The Chinese textile and clothing sector is losing its sheen as a low-cost destination, as a number of global brands and even Chinese apparel producers look beyond Chinese shores.
China emerged a global apparel manufacturing hub 30 years ago, due to its low-cost raw materials and labour.
However, today, not only foreign brands have gradually begun to pull out of China, even Chinese local brands have begun production facilities outside China.
The driving force behind this change is that raw materials are no longer available at low prices, while labor cost is rising.
In Dongguan City, labour costs have risen by 30 percent and raw materials prices have increased by more than 20 percent in the last one year.
These factors have created pressures on garment exporting companies, to provide their foreign principals goods at cost-competitive prices.

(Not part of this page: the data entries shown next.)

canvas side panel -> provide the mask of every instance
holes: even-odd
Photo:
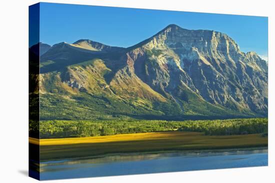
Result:
[[[29,6],[29,176],[40,180],[40,4]]]

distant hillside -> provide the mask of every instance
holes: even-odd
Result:
[[[42,119],[268,115],[266,62],[214,31],[171,24],[126,48],[62,42],[40,69]]]

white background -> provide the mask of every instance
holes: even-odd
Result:
[[[268,16],[268,167],[88,178],[49,183],[274,183],[274,14],[272,0],[44,0]],[[0,1],[0,182],[34,183],[28,169],[28,6],[37,0]],[[92,20],[91,20],[92,21]],[[236,29],[238,27],[236,27]],[[260,35],[259,35],[260,36]],[[253,39],[253,37],[251,38]],[[273,113],[273,114],[272,114]]]

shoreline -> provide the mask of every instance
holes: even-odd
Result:
[[[34,143],[33,141],[30,142],[34,143],[30,144],[39,147],[41,162],[96,158],[110,155],[132,153],[216,151],[268,148],[268,138],[262,137],[258,134],[214,136],[204,135],[202,133],[186,132],[40,141],[37,139]]]
[[[86,159],[96,159],[104,158],[108,157],[119,156],[120,157],[126,157],[129,156],[139,156],[139,155],[147,155],[154,154],[164,154],[171,153],[182,153],[182,154],[196,154],[196,153],[222,153],[222,152],[233,152],[235,151],[256,151],[256,150],[265,150],[268,151],[268,146],[259,146],[259,147],[240,147],[240,148],[232,148],[226,149],[202,149],[202,150],[186,150],[186,151],[153,151],[153,152],[133,152],[133,153],[114,153],[106,155],[98,155],[90,156],[86,157],[68,158],[65,159],[56,159],[50,160],[46,161],[40,161],[40,163],[46,163],[52,162],[67,162],[72,160],[81,160]]]

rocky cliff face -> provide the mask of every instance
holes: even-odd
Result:
[[[266,62],[221,32],[172,24],[127,48],[87,40],[54,45],[42,62],[76,94],[118,99],[131,115],[267,115]]]

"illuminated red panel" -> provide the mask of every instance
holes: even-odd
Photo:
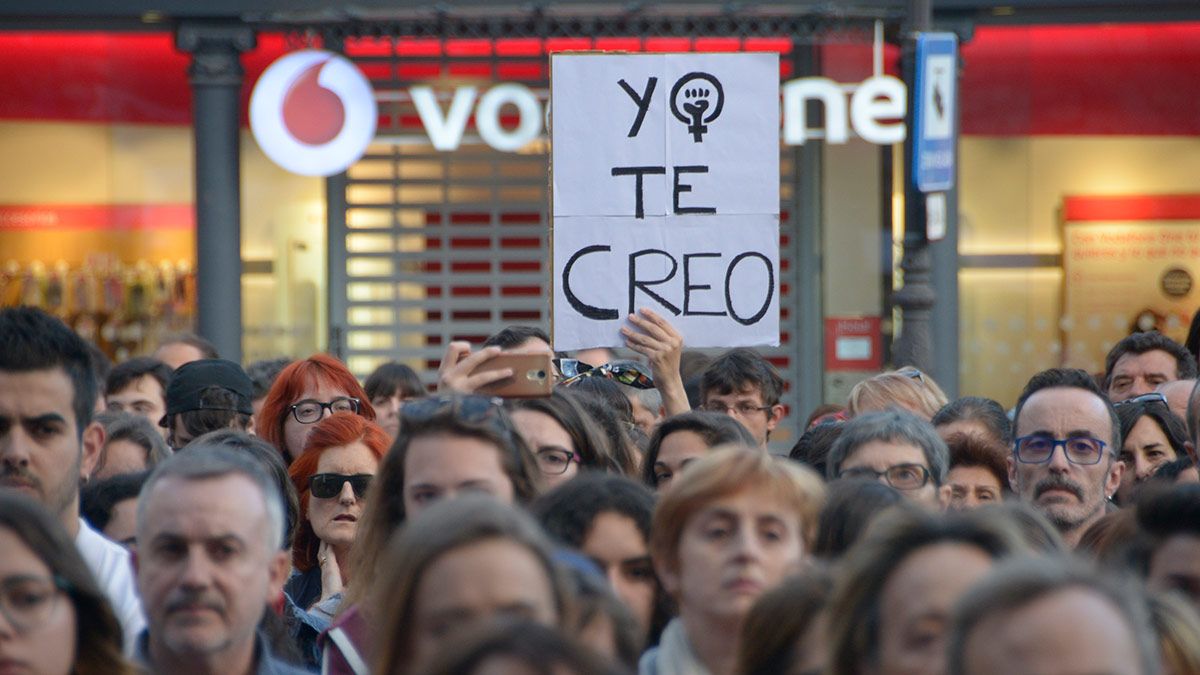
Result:
[[[742,40],[737,37],[697,37],[696,52],[740,52]]]
[[[448,70],[451,77],[492,77],[490,62],[450,64]]]
[[[446,56],[491,56],[491,40],[448,40]]]
[[[641,52],[641,37],[598,37],[596,49],[607,52]]]
[[[390,37],[348,37],[343,43],[347,56],[391,56]]]
[[[746,52],[779,52],[780,54],[792,53],[791,37],[746,37],[742,43]]]
[[[455,261],[450,263],[450,271],[476,274],[492,271],[492,263],[488,261]]]
[[[548,37],[546,38],[546,52],[572,52],[578,49],[592,49],[590,37]]]
[[[442,77],[440,64],[406,64],[401,61],[396,67],[400,79],[432,79]]]
[[[647,37],[647,52],[691,52],[690,37]]]
[[[535,298],[541,295],[541,286],[502,286],[500,295],[505,298]]]
[[[391,64],[359,64],[359,70],[367,76],[367,79],[391,79]]]
[[[396,54],[398,56],[440,56],[442,41],[402,37],[396,41]]]
[[[496,41],[497,56],[540,56],[541,38],[538,37],[502,37]]]
[[[544,64],[498,64],[496,74],[500,79],[546,79],[546,66]]]

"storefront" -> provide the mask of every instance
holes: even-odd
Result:
[[[263,68],[311,44],[359,64],[380,120],[364,160],[328,181],[284,172],[242,135],[245,360],[330,350],[359,374],[389,358],[428,370],[448,340],[548,324],[547,145],[534,119],[546,54],[770,50],[785,125],[784,335],[770,354],[793,418],[842,399],[888,365],[895,329],[900,147],[851,109],[863,83],[896,73],[876,25],[892,36],[901,16],[480,22],[467,26],[476,35],[395,20],[256,26],[244,123]],[[958,298],[938,315],[959,319],[958,344],[937,345],[960,354],[947,389],[1007,405],[1037,369],[1098,370],[1138,316],[1182,339],[1200,305],[1200,24],[954,25],[967,30],[961,269],[940,288]],[[42,304],[114,356],[194,312],[190,56],[168,28],[0,31],[0,149],[16,160],[0,168],[0,300]],[[469,110],[457,125],[456,107]],[[941,255],[953,261],[953,247]],[[1104,264],[1115,256],[1121,279]]]

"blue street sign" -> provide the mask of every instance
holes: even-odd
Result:
[[[958,54],[959,38],[953,32],[917,36],[912,175],[922,192],[954,187]]]

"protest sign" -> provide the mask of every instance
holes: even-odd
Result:
[[[551,56],[556,350],[779,344],[779,55]]]

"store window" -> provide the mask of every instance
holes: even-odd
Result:
[[[284,50],[259,36],[250,83]],[[0,305],[115,359],[196,322],[190,55],[169,32],[0,32]],[[244,354],[324,344],[324,189],[242,137]]]
[[[1099,374],[1200,306],[1200,24],[979,28],[962,49],[961,392]]]

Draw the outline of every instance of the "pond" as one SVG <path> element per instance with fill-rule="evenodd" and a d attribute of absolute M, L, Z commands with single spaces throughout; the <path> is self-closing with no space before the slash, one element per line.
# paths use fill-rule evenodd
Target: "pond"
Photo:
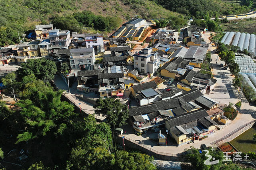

A French newspaper recently reported that, French textile and garment imports from China grew 7 percent in the first 11 months of 2011. However, this increase came on back of hike in prices and not volumes.
In the same period, French imports from Bangladesh and Pakistan grew 26 percent and 29 percent, respectively.
It has also been reported that Italian lingerie brand La Perla moved its production line from China to Turkey and Tunisia last year.
Not only the production bases of foreign brands are evacuating from China, but even local Chinese brands are contemplating shifting operations to low labor cost countries.
Youngor Group which is a major Chinese textile and apparel producer bought over a shirt production unit in Hanoi – Vietnam last year.
Experts forecast that, more foreign or locally owned production units will move to foreign shores in 2012, in quest of low-cost production.